This article is part of TPM Cafe, TPM’s home for opinion and news analysis. It first appeared at The Conversation.
This is a companion discussion topic for the original entry at https://talkingpointsmemo.com/?p=1399423
This article is part of TPM Cafe, TPM’s home for opinion and news analysis. It first appeared at The Conversation.
One of my favorite scientists with a drive to write clearly for the general public. RIP EO
I found myself explaining to a friend who Wilson was and called him “the Carl Sagan of biology”. On reflection I corrected myself and said that was wrong, Wilson’s contributions to his field far outweigh anything Sagan did. As a restoration ecologist it’s difficult for me to even imagine anything more fundamental and important than his development of island biogeography - it is perhaps the most important concept in ecology. He was a giant.
All ecosystems are islands. And the singularly human need to homogenize all them has brought about the sixth great extinction.
E.O. Wilson tried to communicate this to us with crisp, insightful prose and solid science, but there was also a hint of sadness in his writing and when he spoke on these topics. The metaphors contained in the behavior of social insects are lost to most social hominids…

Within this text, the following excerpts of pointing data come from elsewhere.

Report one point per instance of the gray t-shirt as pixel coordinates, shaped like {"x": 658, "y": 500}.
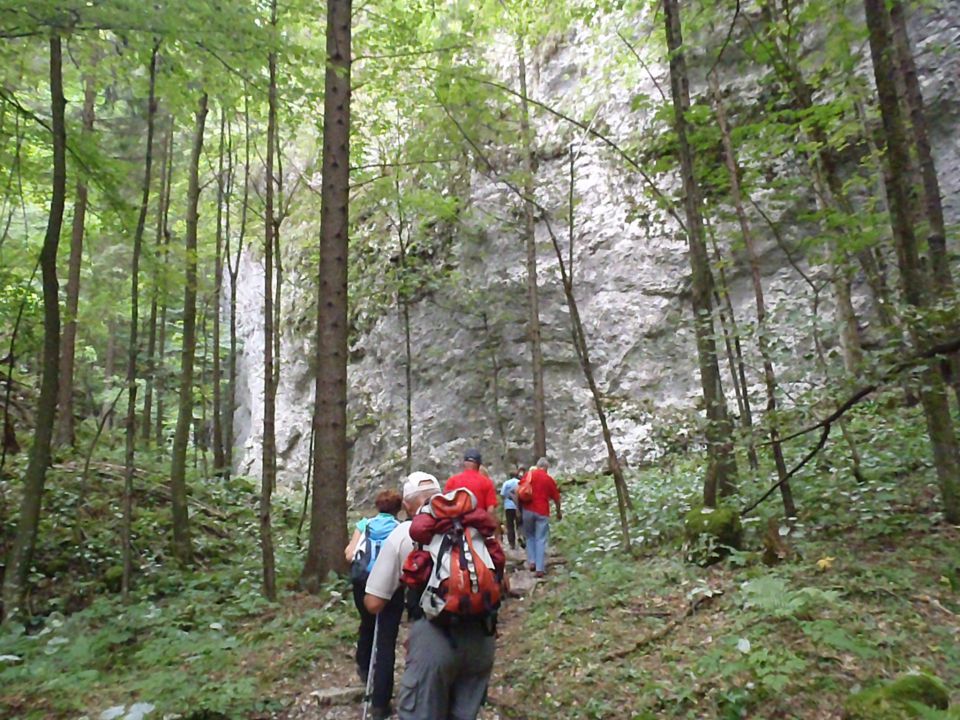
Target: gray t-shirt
{"x": 385, "y": 575}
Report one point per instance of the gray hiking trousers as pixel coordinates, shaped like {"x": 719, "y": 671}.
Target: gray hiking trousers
{"x": 447, "y": 672}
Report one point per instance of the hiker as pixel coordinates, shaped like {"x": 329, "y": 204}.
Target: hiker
{"x": 364, "y": 547}
{"x": 535, "y": 492}
{"x": 449, "y": 659}
{"x": 509, "y": 493}
{"x": 476, "y": 482}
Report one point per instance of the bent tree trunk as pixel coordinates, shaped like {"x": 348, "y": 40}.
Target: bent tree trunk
{"x": 328, "y": 509}
{"x": 721, "y": 462}
{"x": 530, "y": 242}
{"x": 65, "y": 433}
{"x": 933, "y": 395}
{"x": 182, "y": 547}
{"x": 269, "y": 456}
{"x": 21, "y": 555}
{"x": 753, "y": 258}
{"x": 132, "y": 351}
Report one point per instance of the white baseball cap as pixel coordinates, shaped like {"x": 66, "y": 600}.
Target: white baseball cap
{"x": 418, "y": 482}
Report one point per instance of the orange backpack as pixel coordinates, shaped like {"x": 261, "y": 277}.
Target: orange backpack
{"x": 463, "y": 579}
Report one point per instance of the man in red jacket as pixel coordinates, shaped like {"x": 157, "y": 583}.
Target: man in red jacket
{"x": 536, "y": 515}
{"x": 475, "y": 481}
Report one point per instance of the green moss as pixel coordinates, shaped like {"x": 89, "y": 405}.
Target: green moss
{"x": 711, "y": 531}
{"x": 896, "y": 700}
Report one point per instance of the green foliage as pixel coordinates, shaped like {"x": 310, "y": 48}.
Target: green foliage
{"x": 899, "y": 699}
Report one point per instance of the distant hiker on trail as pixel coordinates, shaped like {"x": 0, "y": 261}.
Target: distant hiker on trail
{"x": 476, "y": 482}
{"x": 364, "y": 547}
{"x": 511, "y": 510}
{"x": 451, "y": 643}
{"x": 535, "y": 492}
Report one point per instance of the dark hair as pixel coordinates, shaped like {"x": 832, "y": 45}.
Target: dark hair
{"x": 389, "y": 501}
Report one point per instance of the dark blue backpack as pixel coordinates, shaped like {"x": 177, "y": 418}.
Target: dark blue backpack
{"x": 376, "y": 532}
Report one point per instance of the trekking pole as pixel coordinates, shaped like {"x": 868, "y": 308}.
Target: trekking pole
{"x": 371, "y": 669}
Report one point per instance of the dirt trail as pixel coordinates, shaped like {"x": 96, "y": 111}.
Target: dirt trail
{"x": 332, "y": 692}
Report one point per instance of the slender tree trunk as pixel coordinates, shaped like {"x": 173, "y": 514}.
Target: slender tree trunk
{"x": 932, "y": 394}
{"x": 769, "y": 377}
{"x": 233, "y": 266}
{"x": 65, "y": 429}
{"x": 219, "y": 458}
{"x": 530, "y": 241}
{"x": 269, "y": 446}
{"x": 21, "y": 554}
{"x": 329, "y": 502}
{"x": 932, "y": 205}
{"x": 734, "y": 348}
{"x": 164, "y": 201}
{"x": 182, "y": 546}
{"x": 132, "y": 350}
{"x": 721, "y": 461}
{"x": 404, "y": 307}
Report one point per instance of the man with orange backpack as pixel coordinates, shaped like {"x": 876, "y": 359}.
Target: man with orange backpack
{"x": 535, "y": 492}
{"x": 452, "y": 566}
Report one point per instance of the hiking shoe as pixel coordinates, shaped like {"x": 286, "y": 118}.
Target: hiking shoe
{"x": 381, "y": 713}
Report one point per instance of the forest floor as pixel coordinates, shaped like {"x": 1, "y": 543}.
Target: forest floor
{"x": 870, "y": 591}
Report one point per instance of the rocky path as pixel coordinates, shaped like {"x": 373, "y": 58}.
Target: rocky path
{"x": 332, "y": 692}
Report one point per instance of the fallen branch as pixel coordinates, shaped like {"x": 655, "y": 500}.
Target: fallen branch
{"x": 945, "y": 348}
{"x": 692, "y": 607}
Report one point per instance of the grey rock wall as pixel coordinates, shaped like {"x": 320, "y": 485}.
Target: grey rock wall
{"x": 631, "y": 275}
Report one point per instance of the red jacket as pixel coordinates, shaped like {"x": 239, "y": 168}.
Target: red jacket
{"x": 544, "y": 490}
{"x": 480, "y": 485}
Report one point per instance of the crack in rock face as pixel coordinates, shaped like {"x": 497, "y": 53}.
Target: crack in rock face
{"x": 470, "y": 375}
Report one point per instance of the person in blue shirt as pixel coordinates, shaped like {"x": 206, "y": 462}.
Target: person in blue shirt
{"x": 512, "y": 507}
{"x": 364, "y": 546}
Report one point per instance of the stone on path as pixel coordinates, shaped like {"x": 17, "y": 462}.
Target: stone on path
{"x": 338, "y": 696}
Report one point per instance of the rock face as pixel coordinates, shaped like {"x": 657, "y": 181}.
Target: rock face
{"x": 471, "y": 380}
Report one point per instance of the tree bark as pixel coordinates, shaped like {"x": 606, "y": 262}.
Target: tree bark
{"x": 721, "y": 461}
{"x": 269, "y": 445}
{"x": 218, "y": 455}
{"x": 530, "y": 242}
{"x": 21, "y": 554}
{"x": 932, "y": 203}
{"x": 932, "y": 394}
{"x": 132, "y": 349}
{"x": 753, "y": 258}
{"x": 329, "y": 502}
{"x": 160, "y": 251}
{"x": 65, "y": 427}
{"x": 182, "y": 546}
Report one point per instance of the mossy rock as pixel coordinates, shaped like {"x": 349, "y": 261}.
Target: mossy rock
{"x": 897, "y": 700}
{"x": 113, "y": 578}
{"x": 710, "y": 532}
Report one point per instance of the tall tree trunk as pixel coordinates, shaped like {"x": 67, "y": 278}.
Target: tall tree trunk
{"x": 734, "y": 348}
{"x": 753, "y": 258}
{"x": 65, "y": 429}
{"x": 933, "y": 396}
{"x": 182, "y": 546}
{"x": 721, "y": 461}
{"x": 404, "y": 306}
{"x": 159, "y": 251}
{"x": 21, "y": 554}
{"x": 530, "y": 242}
{"x": 932, "y": 205}
{"x": 269, "y": 446}
{"x": 218, "y": 456}
{"x": 233, "y": 266}
{"x": 328, "y": 508}
{"x": 131, "y": 421}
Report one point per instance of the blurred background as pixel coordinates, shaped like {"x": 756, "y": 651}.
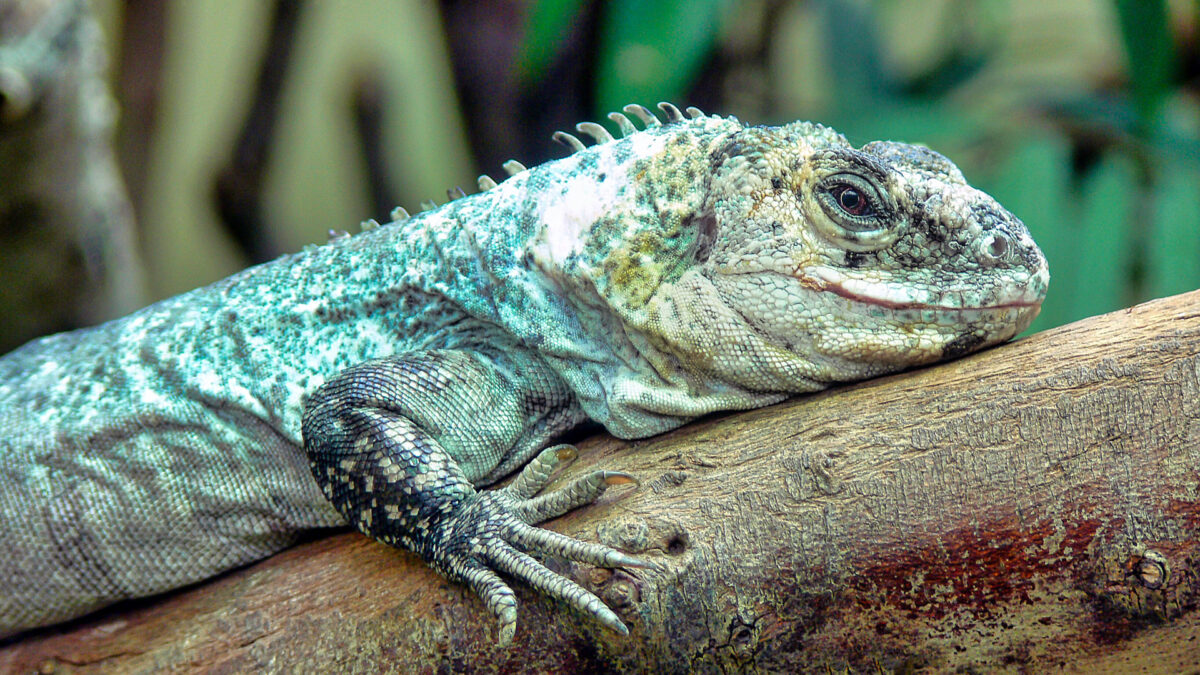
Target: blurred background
{"x": 244, "y": 129}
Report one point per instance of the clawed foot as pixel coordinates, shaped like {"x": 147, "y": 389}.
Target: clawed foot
{"x": 493, "y": 531}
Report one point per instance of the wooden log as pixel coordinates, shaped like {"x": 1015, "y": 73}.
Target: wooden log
{"x": 1032, "y": 507}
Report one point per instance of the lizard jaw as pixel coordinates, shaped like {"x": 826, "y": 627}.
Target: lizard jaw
{"x": 1019, "y": 298}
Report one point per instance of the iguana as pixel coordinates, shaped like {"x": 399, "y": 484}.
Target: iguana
{"x": 694, "y": 266}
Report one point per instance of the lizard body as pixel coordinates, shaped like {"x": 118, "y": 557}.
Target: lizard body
{"x": 685, "y": 268}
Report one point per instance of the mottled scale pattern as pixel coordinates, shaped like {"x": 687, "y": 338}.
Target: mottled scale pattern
{"x": 381, "y": 380}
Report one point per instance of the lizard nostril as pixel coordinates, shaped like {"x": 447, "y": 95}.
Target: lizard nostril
{"x": 996, "y": 248}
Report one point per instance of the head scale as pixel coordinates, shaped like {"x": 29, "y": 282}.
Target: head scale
{"x": 820, "y": 262}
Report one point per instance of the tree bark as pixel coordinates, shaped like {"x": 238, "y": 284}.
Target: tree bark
{"x": 1031, "y": 507}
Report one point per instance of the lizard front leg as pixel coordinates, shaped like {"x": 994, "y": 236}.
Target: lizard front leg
{"x": 397, "y": 443}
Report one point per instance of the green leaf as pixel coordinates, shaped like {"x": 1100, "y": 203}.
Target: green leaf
{"x": 545, "y": 24}
{"x": 1174, "y": 243}
{"x": 1149, "y": 49}
{"x": 652, "y": 52}
{"x": 1104, "y": 246}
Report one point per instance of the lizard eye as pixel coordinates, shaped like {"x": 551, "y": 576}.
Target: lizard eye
{"x": 852, "y": 202}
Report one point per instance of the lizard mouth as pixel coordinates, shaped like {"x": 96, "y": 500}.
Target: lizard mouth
{"x": 1015, "y": 299}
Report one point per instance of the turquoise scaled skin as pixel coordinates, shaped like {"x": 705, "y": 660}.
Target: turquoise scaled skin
{"x": 693, "y": 266}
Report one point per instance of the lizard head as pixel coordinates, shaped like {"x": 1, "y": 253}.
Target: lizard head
{"x": 819, "y": 262}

E.O. Wilson’s avuncular style masked a willingness to push the envelope and fight for what he believed was true; e.g., I’m sure some here will recall the uproar his book on sociobiology initiated as well as the ambition of his work on Consilience. I was never entirely persuaded by these latter efforts (though it did me good to wrestle with them) and what I remember most was his patent fascination with and affection for what he studied: not just the discipline but the objects of his attention, from ants to systems. Like Barbara McClintock and other groundbreaking biologists he was not just intellectually bold, he had a ‘feeling for the organism,’ a sense of its lived life and the astonishing variety inherent in its lineage and world.
What a magnificent article on a magnificent human and scientist in whatever order your mind conjures up at a particular moment. Well done young man! I love nature documentaries and have watched several involving E.O. Admittedly the first time I noticed the listing of a show on ants, I hesitated, but boy if I see where one of those is coming I change my schedule. We can only hope more of us catch his bug before we lose our sustainable earth, the only one we’ll ever know.